DUTCHESS County is adding yet another weapon to its arsenal, posting information on all Level 2 and 3 sex offenders monitored by the sheriff's office through a link on the county's Web site.
Dutchess County Sheriff's Sgt. Patrick Whalen said the office has posted the photographs and the information allowed under law for 37 Level 2 and 3 sex offenders living in Dutchess County. Other police agencies with which sex offenders have registered have been invited by the sheriff's office to post their information on the site as well, he said.
"This will solve a lot of the notification problems that police agencies have," Whalen said. "There's a lot of problems with doing individual postings, individual notifications. Logistics is the biggest one."
THE STATE'S Sex Offender Registry Act always has been a bit controversial.
There has been confusion among residents over who is listed and what kind of information is available; there's been outrage over notification requirements in some communities when residents learn a sex offender is in their midst; and some say the registry gives residents a false sense of security.
"My experience has been when you deal with sex offenders, while they're on probation or under some sort of supervision, they can remain arrest-free, but the minute they're no longer (under) supervision, they kind of fall off the trolley, so it may actually act as a deterrent," Garo said.

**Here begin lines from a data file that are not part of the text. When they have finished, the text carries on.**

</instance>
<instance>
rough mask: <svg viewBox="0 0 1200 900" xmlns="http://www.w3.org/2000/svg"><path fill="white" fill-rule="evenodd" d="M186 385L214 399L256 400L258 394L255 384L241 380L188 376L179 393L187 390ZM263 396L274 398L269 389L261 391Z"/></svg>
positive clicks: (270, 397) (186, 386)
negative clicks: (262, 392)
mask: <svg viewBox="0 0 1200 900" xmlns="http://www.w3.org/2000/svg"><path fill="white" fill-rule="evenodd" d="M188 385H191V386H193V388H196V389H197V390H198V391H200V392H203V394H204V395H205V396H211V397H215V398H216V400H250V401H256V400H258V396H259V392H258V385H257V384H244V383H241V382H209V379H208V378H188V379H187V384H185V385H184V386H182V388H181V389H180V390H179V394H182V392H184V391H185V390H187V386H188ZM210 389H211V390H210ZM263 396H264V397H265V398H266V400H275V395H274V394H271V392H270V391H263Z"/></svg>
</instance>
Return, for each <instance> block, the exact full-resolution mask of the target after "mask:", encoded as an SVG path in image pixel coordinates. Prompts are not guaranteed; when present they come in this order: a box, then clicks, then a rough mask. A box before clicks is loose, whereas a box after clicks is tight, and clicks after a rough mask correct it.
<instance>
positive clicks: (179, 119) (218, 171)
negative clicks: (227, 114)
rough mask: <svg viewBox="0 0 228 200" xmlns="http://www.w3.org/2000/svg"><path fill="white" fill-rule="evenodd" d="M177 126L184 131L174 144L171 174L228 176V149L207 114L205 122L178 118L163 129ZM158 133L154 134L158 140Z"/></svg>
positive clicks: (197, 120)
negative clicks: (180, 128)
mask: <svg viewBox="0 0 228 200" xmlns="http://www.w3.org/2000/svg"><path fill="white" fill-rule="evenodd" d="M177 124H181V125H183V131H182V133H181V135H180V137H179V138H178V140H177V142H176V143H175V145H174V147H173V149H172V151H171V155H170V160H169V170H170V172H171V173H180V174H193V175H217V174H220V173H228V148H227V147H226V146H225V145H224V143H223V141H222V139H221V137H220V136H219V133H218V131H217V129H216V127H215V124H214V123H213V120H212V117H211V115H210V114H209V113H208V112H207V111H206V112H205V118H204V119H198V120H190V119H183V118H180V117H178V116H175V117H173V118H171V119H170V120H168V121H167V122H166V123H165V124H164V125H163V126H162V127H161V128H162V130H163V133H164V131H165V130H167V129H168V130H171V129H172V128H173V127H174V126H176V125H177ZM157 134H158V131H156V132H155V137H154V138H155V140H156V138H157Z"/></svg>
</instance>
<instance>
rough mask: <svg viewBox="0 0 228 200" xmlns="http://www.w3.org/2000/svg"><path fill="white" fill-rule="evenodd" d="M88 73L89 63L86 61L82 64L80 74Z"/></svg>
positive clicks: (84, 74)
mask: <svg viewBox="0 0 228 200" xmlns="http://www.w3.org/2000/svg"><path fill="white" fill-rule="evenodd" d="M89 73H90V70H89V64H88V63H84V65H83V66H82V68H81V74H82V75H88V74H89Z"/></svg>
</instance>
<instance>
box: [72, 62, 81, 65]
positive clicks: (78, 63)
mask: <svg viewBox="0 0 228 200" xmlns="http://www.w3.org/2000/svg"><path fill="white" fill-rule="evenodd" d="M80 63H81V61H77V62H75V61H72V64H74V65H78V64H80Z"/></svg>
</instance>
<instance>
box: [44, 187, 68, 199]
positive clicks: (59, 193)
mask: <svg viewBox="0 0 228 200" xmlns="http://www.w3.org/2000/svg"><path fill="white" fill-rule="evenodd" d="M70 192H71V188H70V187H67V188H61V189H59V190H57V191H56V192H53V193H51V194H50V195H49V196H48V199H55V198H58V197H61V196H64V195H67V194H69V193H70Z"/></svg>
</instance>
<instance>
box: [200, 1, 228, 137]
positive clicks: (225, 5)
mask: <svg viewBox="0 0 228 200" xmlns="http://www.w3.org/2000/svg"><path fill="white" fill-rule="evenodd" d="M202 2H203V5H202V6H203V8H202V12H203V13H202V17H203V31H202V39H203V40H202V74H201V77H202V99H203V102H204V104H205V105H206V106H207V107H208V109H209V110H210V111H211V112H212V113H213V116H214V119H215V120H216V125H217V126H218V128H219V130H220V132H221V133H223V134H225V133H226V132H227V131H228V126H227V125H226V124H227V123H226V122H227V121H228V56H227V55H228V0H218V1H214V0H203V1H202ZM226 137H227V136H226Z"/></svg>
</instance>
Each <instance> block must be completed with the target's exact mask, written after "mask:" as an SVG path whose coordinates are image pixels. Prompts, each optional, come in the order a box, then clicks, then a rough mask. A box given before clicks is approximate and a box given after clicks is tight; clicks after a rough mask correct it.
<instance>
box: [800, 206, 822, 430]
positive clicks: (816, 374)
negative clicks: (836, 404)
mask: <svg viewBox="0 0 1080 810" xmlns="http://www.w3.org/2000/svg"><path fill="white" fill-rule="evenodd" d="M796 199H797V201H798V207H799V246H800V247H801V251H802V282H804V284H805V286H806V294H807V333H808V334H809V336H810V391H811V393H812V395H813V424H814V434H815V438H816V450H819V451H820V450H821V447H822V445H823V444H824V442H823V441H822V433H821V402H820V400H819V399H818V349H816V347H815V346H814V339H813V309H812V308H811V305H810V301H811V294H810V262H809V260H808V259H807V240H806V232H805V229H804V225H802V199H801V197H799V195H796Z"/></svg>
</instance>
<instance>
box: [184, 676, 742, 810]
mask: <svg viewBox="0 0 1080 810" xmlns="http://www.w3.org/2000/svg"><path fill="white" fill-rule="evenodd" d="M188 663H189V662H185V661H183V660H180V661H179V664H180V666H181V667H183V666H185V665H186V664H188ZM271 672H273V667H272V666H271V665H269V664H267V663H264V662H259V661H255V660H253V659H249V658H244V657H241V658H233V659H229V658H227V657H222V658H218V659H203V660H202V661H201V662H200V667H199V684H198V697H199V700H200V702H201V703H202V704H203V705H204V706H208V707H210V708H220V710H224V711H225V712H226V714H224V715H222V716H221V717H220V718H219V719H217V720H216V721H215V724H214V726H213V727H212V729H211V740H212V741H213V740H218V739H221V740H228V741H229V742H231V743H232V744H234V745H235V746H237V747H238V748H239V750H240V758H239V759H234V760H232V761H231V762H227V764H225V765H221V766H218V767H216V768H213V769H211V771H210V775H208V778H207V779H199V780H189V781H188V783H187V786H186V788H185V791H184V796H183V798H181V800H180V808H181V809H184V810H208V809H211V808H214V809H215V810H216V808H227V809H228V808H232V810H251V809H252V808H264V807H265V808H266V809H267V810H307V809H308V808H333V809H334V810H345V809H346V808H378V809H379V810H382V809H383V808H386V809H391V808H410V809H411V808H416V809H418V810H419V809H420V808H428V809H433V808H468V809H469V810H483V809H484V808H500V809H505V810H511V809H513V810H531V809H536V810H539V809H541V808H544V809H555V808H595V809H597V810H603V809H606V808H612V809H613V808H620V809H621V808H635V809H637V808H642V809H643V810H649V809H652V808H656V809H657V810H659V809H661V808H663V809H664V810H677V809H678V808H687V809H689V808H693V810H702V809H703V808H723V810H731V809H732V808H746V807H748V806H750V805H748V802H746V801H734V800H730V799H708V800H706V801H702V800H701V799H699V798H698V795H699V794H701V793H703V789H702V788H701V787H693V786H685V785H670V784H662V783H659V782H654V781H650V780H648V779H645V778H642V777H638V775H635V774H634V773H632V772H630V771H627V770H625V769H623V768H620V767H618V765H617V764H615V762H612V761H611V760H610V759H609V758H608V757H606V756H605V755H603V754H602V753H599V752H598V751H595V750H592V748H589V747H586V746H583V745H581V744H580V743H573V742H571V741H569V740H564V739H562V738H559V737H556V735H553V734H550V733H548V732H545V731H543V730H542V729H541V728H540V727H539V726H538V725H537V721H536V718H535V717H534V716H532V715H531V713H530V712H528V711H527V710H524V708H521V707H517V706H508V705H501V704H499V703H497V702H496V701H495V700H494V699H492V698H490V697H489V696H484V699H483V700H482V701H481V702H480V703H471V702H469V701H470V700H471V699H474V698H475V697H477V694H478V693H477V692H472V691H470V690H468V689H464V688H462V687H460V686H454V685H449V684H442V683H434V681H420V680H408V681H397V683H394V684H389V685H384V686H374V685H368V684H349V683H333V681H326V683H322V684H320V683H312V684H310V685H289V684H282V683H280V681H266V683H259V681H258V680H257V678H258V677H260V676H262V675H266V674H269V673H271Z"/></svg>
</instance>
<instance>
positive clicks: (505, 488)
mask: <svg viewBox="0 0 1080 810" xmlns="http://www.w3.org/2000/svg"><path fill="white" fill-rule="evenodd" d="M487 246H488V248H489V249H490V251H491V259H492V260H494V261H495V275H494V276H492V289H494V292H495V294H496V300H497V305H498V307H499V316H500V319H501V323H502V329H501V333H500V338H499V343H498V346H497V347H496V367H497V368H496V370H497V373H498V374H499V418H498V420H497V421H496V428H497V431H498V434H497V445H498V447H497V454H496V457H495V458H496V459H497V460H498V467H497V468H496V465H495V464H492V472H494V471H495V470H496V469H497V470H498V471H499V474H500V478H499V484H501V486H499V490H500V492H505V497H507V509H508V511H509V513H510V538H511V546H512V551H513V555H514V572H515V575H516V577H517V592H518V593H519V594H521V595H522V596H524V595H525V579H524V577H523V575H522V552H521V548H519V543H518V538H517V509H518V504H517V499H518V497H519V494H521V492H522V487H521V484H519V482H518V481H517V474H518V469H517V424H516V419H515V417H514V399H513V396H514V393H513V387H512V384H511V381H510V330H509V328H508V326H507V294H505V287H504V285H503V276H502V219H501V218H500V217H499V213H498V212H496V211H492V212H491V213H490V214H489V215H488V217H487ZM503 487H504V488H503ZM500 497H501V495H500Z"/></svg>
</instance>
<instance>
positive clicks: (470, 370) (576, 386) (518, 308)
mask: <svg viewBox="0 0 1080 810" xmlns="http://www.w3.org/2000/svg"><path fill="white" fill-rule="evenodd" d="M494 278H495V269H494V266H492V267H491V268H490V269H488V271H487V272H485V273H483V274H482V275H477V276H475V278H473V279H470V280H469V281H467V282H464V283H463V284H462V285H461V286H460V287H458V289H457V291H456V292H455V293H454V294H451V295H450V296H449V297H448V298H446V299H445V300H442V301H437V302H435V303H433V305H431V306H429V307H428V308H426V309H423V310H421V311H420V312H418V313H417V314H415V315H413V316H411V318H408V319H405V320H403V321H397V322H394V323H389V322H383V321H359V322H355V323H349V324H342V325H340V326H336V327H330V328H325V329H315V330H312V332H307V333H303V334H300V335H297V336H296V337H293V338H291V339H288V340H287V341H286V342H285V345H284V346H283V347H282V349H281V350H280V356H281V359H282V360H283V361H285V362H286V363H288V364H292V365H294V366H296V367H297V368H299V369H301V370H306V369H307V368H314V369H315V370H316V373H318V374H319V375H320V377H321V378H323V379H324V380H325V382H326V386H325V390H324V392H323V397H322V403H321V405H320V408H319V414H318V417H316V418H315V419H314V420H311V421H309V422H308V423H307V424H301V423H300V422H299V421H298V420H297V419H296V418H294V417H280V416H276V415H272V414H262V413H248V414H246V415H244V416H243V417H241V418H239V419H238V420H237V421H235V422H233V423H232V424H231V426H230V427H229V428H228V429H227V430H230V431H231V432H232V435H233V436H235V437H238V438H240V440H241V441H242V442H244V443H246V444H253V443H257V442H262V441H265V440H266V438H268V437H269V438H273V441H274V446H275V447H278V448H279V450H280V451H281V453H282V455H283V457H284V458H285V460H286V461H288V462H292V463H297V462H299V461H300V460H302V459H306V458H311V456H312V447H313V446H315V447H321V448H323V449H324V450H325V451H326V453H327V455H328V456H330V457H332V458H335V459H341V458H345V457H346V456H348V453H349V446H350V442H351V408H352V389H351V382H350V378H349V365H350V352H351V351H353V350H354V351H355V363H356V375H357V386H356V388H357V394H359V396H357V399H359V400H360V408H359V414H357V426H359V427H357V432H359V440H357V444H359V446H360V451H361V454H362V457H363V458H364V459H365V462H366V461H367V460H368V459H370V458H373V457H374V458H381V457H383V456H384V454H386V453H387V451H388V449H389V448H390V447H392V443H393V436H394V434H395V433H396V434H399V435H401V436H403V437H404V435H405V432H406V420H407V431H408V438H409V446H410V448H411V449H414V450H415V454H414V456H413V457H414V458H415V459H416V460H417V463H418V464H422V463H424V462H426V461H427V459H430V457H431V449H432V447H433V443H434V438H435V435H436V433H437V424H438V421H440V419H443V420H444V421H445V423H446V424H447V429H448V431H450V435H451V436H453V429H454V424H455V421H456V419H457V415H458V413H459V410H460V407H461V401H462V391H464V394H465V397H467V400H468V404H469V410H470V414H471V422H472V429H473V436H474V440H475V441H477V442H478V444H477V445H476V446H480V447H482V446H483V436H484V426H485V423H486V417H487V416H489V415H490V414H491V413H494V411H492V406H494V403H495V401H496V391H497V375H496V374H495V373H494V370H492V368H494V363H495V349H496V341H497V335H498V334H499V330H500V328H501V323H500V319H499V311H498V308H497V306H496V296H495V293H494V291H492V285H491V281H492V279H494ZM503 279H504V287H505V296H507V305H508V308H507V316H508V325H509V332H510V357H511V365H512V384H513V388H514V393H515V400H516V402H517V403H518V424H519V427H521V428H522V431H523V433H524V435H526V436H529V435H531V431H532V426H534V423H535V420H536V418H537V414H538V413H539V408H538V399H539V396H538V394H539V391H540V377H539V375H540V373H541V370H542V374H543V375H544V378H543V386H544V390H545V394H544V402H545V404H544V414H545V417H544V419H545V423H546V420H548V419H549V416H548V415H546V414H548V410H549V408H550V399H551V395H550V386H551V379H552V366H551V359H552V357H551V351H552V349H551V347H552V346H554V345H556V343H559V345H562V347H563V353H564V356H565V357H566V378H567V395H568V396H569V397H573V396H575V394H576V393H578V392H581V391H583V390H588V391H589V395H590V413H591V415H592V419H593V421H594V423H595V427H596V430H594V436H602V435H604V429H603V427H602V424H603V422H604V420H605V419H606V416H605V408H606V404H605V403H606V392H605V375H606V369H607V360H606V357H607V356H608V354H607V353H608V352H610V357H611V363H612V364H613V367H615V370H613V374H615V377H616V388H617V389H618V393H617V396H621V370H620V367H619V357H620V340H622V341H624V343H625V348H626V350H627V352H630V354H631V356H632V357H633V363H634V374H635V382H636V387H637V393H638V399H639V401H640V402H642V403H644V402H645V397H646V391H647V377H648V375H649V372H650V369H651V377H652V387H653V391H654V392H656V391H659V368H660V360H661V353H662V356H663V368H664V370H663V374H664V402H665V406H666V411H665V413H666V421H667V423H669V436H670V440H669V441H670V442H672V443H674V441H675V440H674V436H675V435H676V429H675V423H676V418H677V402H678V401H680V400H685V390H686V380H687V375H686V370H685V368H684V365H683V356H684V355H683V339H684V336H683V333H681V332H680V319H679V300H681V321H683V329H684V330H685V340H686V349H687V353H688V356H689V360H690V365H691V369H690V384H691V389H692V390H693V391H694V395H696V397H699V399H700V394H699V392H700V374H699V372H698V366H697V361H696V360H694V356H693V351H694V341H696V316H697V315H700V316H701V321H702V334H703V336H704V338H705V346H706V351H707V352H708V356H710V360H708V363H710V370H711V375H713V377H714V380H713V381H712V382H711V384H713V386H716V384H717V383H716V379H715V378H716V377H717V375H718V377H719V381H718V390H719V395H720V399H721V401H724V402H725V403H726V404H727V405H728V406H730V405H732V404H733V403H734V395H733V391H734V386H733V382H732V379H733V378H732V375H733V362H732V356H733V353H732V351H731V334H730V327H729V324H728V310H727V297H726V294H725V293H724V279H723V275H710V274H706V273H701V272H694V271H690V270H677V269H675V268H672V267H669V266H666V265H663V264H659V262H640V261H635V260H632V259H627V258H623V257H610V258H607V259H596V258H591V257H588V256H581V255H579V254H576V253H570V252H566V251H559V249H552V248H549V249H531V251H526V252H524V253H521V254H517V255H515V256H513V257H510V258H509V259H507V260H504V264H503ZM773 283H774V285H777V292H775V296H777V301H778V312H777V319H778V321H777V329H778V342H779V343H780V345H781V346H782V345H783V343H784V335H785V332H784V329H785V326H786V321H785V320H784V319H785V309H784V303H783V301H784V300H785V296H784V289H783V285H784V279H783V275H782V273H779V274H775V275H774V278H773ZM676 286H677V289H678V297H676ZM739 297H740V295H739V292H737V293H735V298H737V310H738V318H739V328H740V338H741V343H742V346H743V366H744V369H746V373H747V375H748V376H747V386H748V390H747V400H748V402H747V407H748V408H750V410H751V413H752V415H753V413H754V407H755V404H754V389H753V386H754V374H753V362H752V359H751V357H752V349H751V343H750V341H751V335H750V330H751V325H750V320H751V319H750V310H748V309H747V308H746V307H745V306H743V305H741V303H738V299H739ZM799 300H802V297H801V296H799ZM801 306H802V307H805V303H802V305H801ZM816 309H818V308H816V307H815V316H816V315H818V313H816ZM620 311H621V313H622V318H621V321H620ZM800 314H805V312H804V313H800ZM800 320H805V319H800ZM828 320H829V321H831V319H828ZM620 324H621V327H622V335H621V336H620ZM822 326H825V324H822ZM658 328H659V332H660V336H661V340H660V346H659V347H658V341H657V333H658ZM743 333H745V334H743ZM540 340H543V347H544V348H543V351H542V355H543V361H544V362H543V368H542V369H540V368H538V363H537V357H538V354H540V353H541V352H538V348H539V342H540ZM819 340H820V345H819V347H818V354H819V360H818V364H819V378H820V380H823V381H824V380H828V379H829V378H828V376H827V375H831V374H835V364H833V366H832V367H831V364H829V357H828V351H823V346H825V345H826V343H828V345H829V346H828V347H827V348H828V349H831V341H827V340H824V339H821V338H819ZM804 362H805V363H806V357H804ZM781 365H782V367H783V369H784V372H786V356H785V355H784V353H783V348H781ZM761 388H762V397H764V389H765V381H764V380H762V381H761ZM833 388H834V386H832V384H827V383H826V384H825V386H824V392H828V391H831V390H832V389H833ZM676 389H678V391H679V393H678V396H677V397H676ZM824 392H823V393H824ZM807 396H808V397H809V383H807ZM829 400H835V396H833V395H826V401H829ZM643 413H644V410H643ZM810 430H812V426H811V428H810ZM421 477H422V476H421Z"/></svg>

But, she warned, when communities use the information as a tool to drive a sex offender out of a community, everyone loses.
"Your child is so unlikely to be molested by some level 3 predator offender," Garo said. "When you create this atmosphere where you want to run them out of town, unfortunately all that does is drive that person out of that location and possibly into not complying with the registration component. That mob mentality really is detrimental to the community."
On that point, Smith concurs.
"Knowing who these birds are is a very helpful thing on some level," she said. "Aren't you better off to know where he is and what he looks like than not know who they are?"
The registry notes that anyone who uses the information provided "to injure, harass or commit a criminal act against any person may be subject to criminal prosecution."
SMITH SAID parents, by using the registry, can identify people their children should be taught to avoid. But, she warned, they shouldn't be less vigilant because someone isn't on the registry.
"Most of the people that we are prosecuting do not appear on any sex offender list," Smith said. "Proportionately, it is not a big portion of the caseload here.
"Parents need to be vigilant of anybody their kid is spending time with," she added. "That doesn't mean they should be freaked out. Be vigilant, but not paranoid."
SAID GARO: "If you want to protect your kid from being offended against, supervise your children, teach your children how to defend themselves, and, when in doubt, don't leave your children with men.
"If you use (the registry) as a tool, it informs, it prepares you. That's what it's designed to do," Garo said.
"THE INTENTION of the registry is to just make information available to the community so parents and individuals can make decisions about keeping children safe," said Jessica Scarpetti, a spokeswoman for the state Division of Criminal Justice Services.
"That's the purpose of the registry."